Even in the sun, the high cliffs topped in bush make the river dark and mysterious, to match the story of its creation. Waterfalls are frequent on the cliffsides. Some drop like delicate bead curtains; others look like silver ribbons. We explore a few that are hidden within a deep cavern. Many spout from a hole like gargoyles.
We land on the muddy foreshore of John Coull Campsite by late afternoon. It has three terraces for tents and a DoC hut. We labour up a steep bank with all the gear, while a kereru watches us, flying above us with a whirr of wings.
That day becomes the pattern for the next three. The sun shines; we become more confident at rapid-shooting, we swim, share jokes, raft up together, drifting down as a flotilla and slowly but surely meld into a group. Sharing a wilderness experience that is well outside your comfort zone makes a strong bond between you.
We enjoy walking along the Mangapurua Valley to the Bridge to Nowhere, where World War I veterans tried - and failed - to farm.
Another interesting interlude is visiting Tieke Marae. We are met at the entrance and given an explanation of protocol, which "since Lizzie never brings any men" does not include speeches or singing.
After a handshake and a hongi by the family living there, Lizzie spreads out our lunch on a long table on the lawn and we sit around eating and chatting.
Twelve years ago Lizzie co-founded women's adventure travel company Wanderwomen, which has taken groups sea kayaking, tramping, mountain biking and rock-climbing.
Next challenge is to shoot the Ngaporo Rapid, following Lizzie's instructions to stick close to the bank where the channel runs. I read later that this rapid is notorious - in 1940 a steamer carrying sheep and cattle capsized here, losing all stock and drowning three members of the crew.
Our fourth and last campsite, Ngaporo, is a delightful spot with room on the flat pebbly foreshore for tents and two further terraces up the bank. Despite paddling 23km that day, we get the gear uphill easily - we have a chain system sussed by then.

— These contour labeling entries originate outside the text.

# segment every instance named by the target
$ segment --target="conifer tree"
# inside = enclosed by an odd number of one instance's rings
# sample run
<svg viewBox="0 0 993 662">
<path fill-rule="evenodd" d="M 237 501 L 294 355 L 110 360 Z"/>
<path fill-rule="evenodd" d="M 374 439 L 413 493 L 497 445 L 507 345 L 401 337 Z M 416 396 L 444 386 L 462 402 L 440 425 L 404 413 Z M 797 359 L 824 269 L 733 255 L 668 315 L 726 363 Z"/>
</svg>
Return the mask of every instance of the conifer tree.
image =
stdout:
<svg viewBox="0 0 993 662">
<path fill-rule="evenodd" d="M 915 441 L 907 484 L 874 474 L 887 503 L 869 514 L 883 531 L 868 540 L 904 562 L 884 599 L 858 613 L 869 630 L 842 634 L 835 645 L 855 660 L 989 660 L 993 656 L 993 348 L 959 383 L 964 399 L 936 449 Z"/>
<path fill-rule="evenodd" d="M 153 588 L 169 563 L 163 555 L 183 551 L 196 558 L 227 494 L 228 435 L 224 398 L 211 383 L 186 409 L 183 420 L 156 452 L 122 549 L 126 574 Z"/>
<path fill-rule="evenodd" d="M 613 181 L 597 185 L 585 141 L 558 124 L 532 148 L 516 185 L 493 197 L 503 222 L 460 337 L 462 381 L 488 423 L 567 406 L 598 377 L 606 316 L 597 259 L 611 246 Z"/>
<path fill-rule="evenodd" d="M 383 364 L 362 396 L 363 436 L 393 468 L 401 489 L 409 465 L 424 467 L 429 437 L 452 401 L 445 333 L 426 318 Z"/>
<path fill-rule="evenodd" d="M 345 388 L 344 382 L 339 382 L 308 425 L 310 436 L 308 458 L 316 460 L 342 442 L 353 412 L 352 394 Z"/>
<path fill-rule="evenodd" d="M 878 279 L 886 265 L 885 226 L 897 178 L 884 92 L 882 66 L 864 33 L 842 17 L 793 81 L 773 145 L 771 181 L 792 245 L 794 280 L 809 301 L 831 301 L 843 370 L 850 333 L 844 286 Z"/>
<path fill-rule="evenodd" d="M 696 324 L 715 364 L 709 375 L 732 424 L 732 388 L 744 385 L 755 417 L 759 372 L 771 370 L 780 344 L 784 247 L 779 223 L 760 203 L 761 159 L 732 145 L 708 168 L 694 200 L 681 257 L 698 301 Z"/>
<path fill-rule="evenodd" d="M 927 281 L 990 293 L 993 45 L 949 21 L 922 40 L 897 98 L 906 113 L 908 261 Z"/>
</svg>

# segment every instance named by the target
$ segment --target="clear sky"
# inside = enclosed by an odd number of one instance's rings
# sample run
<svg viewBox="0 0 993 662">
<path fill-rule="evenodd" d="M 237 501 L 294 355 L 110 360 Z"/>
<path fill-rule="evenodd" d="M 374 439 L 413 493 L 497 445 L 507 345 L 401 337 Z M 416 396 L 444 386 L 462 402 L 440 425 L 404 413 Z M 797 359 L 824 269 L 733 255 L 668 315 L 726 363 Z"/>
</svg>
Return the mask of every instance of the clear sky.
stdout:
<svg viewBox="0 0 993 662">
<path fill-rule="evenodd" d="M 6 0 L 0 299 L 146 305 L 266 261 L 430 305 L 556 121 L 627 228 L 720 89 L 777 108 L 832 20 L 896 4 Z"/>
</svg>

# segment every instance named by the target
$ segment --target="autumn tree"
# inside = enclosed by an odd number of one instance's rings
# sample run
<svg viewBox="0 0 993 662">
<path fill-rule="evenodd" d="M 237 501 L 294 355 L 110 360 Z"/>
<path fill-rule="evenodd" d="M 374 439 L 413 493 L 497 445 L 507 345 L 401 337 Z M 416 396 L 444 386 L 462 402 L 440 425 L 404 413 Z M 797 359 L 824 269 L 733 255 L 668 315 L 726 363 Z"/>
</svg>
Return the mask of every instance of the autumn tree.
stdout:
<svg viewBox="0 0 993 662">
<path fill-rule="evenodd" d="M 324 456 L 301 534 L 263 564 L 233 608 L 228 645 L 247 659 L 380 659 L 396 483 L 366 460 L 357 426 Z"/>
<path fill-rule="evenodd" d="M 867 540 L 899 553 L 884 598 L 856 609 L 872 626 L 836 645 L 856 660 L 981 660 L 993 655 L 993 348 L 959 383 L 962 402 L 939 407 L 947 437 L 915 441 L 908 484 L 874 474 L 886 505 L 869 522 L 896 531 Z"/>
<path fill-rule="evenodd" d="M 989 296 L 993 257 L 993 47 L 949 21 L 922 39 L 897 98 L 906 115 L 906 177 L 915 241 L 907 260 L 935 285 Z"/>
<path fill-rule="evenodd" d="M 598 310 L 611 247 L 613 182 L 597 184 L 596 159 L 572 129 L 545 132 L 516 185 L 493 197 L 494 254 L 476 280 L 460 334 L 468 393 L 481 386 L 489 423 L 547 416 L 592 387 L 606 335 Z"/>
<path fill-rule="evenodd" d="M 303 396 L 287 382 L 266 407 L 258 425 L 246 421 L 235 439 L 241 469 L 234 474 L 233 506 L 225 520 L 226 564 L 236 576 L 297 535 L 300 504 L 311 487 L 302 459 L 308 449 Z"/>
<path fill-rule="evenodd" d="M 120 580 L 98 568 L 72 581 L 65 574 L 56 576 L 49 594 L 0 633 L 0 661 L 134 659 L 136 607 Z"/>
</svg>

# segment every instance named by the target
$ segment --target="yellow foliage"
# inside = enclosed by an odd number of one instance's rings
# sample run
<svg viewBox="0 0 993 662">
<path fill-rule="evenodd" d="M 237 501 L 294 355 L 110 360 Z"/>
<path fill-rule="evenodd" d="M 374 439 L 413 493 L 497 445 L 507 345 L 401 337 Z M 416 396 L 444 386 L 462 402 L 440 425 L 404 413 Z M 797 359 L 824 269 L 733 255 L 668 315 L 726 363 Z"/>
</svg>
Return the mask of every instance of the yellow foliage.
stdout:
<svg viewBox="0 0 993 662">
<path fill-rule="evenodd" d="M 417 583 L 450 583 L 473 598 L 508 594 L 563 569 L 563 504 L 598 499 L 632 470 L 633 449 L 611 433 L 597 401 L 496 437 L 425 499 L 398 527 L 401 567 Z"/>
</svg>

A later group of paddlers lights a campfire with driftwood and we join them near the water watching the stars come out and the river slowly turning black in the dusk. It was a magical moment to mark the last night of our journey.
On our last day Lizzie advises us on the Autapu Rapid which can have pressure waves up to 1m high. You can avoid these large waves by passing to the right of the main current.
Before the next rapid, a jetboat driver yells to us as he passes, "Niagara Falls coming up!" Te Autemutu Rapid is swift. We hardly have time to bale water out before we're into the Paparoa rapid, past an old eel weir. It's a long turbulent rapid. I think "Eureka. We're all through." Then I look back and see an upturned canoe with two heads bobbing along beside it.
Lizzie sets off immediately, rescue rope at the ready. But the two in the water swim to the nearby Pipiriki boat ramp while Lizzie hauls in the canoe by rope. This, our first and only capsize, certainly ends the trip with a bang. Or, as one of the swimmers puts it, "Capsizing was a crowning achievement for me - all that build-up we went through preparing for the rapids just had to have a dramatic climax."
Case notes
Contact
Bushwise Women (Email) ran the trip, contracting Wanderwomen as guides.
Ph: Lyn Jowett (04) 562 6011.
When to go
This trip was a New Year special which has become a regular. Bushwise Women also run other types of outdoor trips throughout the year in New Zealand, Australia and some places further afield.
What it costs
$750. Covers canoe/camping gear; food and transport from and back to meeting place; single tent and sleeping mat can be hired for $20 each.
How to get there
We met at National Park. Car parking was available on private property. Transport provided to Whanganui River and return. What to take Bushwise Women provide a gear list and urge you not to take extras - everything must be carried up steep banks in your barrel.
Fitness
Fitness-for-canoeing exercises sent when you book. Novices are welcome.